A frown gathered his eyebrows, and a purplish flush (he flushed so easily of late) mounted slowly to the smooth line of his hair. She watched the quiver that ran through his under lip (strange that she had not noticed how it had thickened) while his teeth pressed it sharply. Everything about him was acutely vivid to her, as if she were looking at him closely for the first time. She saw the furrow between his eyebrows, the bloodshot stain on one eyeball, the folds of flesh beneath his jutting chin, the crease in his black tie, the place where his shirt gave a little because it had grown too tight—all these insignificant details would exist indelibly in her brain.
“She wrote to you?” His voice sounded strained and husky, and he coughed abruptly as if he were trying to hide his embarrassment. “What the devil! But you don’t know her.”
“I saw her this afternoon. She told me everything.”

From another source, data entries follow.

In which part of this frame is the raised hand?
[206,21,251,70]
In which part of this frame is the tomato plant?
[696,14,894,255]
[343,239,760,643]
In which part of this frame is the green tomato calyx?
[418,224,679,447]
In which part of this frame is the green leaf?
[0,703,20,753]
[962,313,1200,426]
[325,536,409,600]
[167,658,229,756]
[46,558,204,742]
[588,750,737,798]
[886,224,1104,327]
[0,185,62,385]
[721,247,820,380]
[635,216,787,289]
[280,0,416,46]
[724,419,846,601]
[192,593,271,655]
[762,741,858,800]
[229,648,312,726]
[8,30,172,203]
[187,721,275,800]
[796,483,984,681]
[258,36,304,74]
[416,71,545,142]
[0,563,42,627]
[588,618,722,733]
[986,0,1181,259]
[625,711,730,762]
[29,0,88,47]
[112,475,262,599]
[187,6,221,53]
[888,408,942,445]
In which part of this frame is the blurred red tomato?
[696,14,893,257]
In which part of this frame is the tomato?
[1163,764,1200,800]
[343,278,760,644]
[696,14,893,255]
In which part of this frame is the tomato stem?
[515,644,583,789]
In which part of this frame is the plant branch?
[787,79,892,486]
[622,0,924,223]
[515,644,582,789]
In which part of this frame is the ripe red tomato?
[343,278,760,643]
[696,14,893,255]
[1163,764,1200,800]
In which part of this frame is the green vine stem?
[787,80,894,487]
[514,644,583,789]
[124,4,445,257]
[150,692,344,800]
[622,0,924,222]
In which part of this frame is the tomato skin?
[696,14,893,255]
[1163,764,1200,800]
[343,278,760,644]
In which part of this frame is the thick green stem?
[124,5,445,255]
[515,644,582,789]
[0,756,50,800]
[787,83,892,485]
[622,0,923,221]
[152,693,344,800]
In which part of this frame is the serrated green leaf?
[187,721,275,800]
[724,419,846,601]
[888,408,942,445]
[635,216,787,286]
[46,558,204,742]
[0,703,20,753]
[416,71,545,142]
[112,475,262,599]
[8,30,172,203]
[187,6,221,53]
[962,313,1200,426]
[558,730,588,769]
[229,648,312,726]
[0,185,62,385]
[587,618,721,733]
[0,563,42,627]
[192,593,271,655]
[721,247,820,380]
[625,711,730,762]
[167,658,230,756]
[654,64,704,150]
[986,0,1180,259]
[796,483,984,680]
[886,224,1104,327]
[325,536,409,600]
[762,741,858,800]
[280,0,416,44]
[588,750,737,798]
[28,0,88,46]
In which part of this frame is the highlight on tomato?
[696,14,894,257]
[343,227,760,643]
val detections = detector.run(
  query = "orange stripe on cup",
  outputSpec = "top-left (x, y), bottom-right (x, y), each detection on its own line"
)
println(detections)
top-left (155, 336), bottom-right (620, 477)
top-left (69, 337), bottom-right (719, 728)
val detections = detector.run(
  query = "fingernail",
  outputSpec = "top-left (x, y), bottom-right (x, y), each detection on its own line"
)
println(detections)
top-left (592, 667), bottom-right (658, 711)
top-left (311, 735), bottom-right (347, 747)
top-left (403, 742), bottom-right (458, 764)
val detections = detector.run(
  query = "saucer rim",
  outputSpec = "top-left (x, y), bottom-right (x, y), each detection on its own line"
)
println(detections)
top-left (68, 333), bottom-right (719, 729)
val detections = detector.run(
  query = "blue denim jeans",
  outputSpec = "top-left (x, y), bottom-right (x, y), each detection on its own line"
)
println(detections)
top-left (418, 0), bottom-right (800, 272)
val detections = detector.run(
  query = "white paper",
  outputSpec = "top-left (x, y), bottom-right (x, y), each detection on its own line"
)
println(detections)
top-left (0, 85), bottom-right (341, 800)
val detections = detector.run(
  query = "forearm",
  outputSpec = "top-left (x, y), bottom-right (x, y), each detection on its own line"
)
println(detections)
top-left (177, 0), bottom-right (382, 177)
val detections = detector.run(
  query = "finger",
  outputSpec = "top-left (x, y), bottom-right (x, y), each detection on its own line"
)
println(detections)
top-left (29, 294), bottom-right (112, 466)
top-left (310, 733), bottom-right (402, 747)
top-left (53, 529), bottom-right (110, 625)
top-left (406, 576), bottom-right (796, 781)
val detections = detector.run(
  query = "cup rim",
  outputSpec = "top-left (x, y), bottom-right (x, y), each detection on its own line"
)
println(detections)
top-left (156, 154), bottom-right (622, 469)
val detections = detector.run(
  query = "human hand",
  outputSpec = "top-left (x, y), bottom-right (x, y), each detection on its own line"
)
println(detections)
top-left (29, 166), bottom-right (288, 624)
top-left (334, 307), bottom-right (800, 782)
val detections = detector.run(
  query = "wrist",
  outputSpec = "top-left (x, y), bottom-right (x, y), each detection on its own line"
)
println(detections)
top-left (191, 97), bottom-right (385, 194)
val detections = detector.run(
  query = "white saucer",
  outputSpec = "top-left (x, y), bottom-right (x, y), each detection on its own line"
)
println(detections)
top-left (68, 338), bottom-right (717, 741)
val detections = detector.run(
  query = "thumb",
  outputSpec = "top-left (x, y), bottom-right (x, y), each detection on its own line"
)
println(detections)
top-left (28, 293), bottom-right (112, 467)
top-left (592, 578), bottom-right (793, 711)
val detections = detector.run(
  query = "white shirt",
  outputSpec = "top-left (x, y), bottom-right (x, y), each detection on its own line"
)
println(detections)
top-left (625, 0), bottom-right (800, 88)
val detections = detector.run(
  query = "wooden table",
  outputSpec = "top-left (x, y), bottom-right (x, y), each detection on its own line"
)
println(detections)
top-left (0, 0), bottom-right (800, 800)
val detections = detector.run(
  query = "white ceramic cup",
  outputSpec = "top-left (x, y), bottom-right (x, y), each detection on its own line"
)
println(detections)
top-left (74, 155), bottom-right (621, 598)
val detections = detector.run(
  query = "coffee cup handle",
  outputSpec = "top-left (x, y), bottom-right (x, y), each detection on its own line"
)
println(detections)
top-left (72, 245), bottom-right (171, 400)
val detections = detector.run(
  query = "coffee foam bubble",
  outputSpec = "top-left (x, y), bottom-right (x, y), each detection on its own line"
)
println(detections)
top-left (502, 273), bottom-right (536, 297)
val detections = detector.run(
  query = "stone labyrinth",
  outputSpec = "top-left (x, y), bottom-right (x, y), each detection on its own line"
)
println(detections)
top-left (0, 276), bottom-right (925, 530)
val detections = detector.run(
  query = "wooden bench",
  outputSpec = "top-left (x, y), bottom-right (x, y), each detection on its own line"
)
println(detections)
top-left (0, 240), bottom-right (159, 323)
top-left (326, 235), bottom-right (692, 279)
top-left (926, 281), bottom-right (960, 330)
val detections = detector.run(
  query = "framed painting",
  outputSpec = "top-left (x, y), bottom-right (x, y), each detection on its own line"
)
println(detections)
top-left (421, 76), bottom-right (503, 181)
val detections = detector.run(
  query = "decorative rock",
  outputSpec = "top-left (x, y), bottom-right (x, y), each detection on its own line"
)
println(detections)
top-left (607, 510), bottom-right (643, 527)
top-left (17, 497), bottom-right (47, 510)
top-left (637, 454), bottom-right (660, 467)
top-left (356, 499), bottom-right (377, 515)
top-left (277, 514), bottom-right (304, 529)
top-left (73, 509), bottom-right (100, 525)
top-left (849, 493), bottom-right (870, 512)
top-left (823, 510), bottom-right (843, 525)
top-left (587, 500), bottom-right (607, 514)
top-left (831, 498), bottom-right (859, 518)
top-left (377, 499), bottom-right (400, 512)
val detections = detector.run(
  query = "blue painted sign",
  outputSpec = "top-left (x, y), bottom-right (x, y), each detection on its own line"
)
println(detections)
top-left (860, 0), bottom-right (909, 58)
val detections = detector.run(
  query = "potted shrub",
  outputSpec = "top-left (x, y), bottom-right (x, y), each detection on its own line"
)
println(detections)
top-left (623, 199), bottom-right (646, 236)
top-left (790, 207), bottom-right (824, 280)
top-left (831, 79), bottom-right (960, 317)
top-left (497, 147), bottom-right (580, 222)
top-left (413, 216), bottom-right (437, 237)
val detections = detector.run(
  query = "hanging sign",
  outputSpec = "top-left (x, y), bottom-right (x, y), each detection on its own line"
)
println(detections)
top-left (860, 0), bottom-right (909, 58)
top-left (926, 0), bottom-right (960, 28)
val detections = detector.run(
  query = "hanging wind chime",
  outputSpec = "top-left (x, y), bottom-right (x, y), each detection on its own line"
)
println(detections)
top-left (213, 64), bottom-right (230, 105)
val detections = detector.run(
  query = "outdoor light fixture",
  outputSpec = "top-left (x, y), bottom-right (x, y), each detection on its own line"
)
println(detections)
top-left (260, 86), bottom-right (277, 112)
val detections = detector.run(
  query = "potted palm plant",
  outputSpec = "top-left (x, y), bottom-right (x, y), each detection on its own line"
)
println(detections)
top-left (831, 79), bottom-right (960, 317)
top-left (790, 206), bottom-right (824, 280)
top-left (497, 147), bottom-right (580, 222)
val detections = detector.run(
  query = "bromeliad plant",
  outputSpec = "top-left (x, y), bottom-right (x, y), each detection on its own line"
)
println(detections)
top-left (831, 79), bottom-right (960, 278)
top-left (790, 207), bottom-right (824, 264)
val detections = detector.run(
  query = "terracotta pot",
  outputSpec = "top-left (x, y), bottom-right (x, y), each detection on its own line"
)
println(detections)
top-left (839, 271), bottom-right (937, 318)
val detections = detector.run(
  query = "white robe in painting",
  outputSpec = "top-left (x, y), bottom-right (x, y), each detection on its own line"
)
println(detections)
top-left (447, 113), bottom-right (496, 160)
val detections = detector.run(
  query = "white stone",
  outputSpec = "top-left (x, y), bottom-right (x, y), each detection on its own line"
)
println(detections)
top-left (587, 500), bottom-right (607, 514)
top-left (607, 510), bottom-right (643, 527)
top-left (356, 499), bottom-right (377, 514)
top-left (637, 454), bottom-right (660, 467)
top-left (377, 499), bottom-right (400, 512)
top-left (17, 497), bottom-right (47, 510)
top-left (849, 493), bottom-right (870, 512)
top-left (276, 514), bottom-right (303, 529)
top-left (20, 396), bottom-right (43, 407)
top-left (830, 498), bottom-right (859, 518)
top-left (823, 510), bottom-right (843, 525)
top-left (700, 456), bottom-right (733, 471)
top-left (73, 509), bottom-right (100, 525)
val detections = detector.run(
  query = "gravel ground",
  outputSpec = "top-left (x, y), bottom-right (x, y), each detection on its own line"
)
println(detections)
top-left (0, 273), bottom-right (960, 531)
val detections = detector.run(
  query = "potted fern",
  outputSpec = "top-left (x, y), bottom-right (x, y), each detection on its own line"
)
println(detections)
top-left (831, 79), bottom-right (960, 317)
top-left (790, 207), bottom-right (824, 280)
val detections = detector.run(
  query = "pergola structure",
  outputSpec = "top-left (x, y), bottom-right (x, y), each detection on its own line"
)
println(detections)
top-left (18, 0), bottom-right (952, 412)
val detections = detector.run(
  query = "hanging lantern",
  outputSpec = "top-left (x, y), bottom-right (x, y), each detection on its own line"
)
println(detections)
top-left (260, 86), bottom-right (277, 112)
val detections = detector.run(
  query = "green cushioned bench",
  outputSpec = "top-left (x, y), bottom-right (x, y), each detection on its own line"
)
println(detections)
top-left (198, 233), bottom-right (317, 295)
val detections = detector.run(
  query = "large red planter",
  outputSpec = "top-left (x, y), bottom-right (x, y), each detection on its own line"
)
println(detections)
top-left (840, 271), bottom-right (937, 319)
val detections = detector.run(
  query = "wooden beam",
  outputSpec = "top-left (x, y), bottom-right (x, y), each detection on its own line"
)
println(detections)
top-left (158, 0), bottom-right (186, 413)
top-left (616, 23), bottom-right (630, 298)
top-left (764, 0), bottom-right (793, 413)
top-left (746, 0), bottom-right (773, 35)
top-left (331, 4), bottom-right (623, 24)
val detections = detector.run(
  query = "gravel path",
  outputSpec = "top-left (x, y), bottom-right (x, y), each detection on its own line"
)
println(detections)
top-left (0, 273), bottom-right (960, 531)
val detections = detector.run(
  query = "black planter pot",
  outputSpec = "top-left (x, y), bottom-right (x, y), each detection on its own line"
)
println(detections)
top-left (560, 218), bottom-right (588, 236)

“Everything?” Never had she imagined that he could appear so helpless, so lacking in the support of any conventional theory. A hysterical laugh broke from her, a laugh as utterly beyond her control as a spasm, and at the sound he flushed as if she had struck him. While she sat there she realized that she had no part or place in the scene before her. Never could she speak the words that she longed to utter. Never could she make him understand the real self behind the marionette at which he was looking. She longed with all her heart to say: “There were possibilities in me that you never suspected. I also am capable of a great love. In my heart I also am a creature of romance, of adventure. If you had only known it, you might have found in marriage all that you have sought elsewhere....” This was what she longed to cry out, but instead she said merely,
“She told me of your love. She asked me to give you up.”
“She asked you to give me up?” His mouth fell open as he finished, and while he stared at her he forgot to shut it. It occurred to her that he had lost the power of inventing a phrase, that he could only echo the ones she had spoken. How like a foolish boy he looked as he stood there, in front of the sinking fire, trying to hide behind that hollow echo!